8. A system for automatically extracting and comparing key information in a bid document, based on the method for automatically extracting and comparing key information in a bid document as described in any one of claims 1 to 7, characterized in that: include, The text acquisition module is used to acquire the text of the tender document and extract the technical parameters and qualification requirements as clauses to be analyzed. The semantic comparison module is used to perform semantic comparison between the terms to be analyzed and historical procurement data and industry standard data, calculate the semantic deviation, mark terms that exceed the threshold as biased terms, and predict the list of interested companies. The information extraction module is used to extract entity information from the bid documents of multiple bidders and construct a heterogeneous graph with bidders as nodes. The network computing module is used to calculate the correlation strength between nodes of different bidders using a graph neural network; The collision analysis module is used to perform collision fusion between the list of prospective companies and the correlation graph of bidders, identify combinations of bidders that appear in the list of prospective companies and have strong correlations, and output a risk index of bid rigging.
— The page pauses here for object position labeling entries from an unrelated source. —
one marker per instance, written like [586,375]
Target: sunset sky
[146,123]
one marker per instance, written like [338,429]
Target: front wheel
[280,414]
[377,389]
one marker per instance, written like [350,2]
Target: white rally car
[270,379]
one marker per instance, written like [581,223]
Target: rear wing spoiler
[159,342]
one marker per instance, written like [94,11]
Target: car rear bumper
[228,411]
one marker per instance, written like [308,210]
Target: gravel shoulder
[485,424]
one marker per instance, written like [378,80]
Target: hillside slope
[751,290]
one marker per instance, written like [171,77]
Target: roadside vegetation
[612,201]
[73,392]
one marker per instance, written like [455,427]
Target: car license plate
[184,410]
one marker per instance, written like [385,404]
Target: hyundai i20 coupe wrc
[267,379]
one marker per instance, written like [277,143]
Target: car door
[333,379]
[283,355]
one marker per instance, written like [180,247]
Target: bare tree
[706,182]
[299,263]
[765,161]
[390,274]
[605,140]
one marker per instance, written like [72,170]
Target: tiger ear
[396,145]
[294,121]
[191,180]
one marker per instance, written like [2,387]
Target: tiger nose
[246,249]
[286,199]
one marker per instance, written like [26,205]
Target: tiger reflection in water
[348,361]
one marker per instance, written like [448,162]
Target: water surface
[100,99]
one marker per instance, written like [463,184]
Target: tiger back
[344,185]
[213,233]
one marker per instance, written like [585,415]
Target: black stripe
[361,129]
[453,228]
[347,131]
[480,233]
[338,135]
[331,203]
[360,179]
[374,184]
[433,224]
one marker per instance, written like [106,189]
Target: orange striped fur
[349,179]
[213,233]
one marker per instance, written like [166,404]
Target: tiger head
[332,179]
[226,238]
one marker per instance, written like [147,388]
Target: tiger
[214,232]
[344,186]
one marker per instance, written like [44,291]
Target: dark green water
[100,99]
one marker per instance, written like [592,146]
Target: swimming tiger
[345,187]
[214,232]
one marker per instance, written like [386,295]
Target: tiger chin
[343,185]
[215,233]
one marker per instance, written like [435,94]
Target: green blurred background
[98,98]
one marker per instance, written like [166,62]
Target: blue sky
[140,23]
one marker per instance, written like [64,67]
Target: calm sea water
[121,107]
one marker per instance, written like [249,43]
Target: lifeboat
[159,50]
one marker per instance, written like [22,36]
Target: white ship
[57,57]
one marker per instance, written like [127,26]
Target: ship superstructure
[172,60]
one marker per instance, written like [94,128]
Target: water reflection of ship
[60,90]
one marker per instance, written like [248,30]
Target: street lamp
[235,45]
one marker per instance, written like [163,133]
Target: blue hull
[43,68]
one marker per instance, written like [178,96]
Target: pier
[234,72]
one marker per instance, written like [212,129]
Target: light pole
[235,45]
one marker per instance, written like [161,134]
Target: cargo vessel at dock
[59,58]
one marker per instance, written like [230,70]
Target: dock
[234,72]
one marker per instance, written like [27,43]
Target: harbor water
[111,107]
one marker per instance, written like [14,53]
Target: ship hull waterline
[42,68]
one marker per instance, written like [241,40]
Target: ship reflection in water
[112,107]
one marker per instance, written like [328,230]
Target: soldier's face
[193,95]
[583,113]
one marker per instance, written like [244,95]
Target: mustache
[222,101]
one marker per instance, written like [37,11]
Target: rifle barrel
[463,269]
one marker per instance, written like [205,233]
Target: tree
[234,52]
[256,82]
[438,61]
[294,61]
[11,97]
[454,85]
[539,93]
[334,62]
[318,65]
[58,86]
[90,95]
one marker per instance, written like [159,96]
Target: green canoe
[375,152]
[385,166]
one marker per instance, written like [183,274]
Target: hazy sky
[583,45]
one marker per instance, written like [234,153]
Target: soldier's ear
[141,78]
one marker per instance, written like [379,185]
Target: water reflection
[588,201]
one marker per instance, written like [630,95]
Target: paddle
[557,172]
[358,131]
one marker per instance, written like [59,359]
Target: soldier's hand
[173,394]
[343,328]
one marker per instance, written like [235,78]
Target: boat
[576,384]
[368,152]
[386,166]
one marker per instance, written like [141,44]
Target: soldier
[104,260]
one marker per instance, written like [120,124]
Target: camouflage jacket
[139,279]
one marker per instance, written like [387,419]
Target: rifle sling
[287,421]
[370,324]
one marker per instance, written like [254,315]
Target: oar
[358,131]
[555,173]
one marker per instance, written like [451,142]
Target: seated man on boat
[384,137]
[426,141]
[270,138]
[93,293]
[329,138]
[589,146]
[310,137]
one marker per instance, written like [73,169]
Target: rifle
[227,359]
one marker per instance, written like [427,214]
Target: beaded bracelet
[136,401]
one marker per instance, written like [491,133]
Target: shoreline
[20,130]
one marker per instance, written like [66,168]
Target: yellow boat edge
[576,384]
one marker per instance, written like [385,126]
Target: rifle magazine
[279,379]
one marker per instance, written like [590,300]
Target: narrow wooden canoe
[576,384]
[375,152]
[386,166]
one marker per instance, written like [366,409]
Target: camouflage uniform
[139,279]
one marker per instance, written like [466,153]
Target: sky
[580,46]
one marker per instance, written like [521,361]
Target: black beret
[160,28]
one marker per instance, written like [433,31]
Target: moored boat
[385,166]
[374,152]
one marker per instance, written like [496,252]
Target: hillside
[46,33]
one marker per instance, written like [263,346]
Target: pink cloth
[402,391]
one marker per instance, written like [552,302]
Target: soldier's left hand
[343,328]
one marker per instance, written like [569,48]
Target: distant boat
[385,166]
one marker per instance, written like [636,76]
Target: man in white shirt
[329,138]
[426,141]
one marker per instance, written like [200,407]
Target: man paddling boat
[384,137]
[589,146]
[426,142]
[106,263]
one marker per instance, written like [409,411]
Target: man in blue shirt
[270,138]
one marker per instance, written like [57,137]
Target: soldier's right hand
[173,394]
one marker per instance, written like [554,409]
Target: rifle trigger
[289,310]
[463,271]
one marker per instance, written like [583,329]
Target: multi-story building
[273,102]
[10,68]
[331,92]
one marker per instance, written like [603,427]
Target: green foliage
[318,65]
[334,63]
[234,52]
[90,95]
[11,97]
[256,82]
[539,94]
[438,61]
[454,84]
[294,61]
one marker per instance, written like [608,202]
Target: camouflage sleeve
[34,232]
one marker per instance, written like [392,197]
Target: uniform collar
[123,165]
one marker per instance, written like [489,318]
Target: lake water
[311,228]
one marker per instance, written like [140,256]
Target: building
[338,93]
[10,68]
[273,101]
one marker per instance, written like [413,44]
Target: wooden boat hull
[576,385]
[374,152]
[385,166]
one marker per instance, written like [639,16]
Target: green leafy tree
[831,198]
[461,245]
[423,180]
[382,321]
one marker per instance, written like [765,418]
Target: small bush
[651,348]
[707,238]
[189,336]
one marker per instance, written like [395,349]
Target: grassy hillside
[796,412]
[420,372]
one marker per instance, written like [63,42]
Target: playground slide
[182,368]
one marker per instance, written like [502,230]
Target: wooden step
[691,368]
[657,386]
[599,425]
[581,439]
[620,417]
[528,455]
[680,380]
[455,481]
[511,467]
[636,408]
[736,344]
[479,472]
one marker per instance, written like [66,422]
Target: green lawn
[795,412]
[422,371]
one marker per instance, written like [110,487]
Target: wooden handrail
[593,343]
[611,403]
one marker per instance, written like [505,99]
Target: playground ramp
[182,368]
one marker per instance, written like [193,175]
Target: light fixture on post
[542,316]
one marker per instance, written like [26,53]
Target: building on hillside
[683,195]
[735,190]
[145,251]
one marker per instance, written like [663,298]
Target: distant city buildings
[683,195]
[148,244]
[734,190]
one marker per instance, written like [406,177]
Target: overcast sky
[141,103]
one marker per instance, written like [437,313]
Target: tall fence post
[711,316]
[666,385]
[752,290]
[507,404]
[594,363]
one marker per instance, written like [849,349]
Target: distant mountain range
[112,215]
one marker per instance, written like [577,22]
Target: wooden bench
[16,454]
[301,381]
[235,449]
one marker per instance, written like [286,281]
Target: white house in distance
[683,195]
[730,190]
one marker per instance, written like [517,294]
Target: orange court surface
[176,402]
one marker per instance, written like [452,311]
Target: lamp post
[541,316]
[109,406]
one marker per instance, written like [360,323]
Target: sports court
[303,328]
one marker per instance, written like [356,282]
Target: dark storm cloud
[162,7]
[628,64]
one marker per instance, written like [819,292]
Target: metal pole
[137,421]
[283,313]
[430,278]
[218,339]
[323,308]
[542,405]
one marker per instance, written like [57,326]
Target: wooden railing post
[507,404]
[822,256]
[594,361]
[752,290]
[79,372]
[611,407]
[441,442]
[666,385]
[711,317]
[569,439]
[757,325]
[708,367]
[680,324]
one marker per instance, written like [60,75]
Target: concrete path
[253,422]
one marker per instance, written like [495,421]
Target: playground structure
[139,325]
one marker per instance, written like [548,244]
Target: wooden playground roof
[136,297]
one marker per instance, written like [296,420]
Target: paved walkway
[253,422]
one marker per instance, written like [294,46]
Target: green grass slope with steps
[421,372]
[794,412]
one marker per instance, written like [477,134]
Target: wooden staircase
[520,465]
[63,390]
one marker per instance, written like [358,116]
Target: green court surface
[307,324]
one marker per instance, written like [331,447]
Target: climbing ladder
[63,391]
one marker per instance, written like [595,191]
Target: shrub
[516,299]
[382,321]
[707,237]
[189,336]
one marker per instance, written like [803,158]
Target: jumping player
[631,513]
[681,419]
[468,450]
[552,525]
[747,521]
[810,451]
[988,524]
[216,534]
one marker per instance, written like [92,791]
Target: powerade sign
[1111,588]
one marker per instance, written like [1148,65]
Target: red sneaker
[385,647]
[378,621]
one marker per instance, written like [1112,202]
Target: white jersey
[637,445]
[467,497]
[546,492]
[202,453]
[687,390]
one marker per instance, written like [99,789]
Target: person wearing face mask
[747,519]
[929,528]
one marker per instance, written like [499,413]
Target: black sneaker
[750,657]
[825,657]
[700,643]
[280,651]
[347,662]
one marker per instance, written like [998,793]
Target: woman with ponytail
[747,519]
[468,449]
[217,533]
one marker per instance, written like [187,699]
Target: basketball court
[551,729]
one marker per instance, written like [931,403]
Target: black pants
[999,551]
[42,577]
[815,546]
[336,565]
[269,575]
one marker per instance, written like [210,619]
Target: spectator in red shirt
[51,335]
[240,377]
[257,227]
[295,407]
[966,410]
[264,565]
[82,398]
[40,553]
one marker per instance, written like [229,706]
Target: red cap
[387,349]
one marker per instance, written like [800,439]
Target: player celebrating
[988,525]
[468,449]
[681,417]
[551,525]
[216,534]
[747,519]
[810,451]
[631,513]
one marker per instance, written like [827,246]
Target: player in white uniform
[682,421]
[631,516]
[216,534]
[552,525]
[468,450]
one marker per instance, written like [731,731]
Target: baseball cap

9. A computer device comprising a memory and a processor, wherein the memory stores a computer program, characterized in that: When the processor executes the computer program, it implements the steps of the method for automatically extracting and comparing key information in a tender document as described in any one of claims 1 to 7.
10. A computer-readable storage medium having a computer program stored thereon, characterized in that: When the computer program is executed by the processor, it implements the steps of the method for automatically extracting and comparing key information in a tender document as described in any one of claims 1 to 7.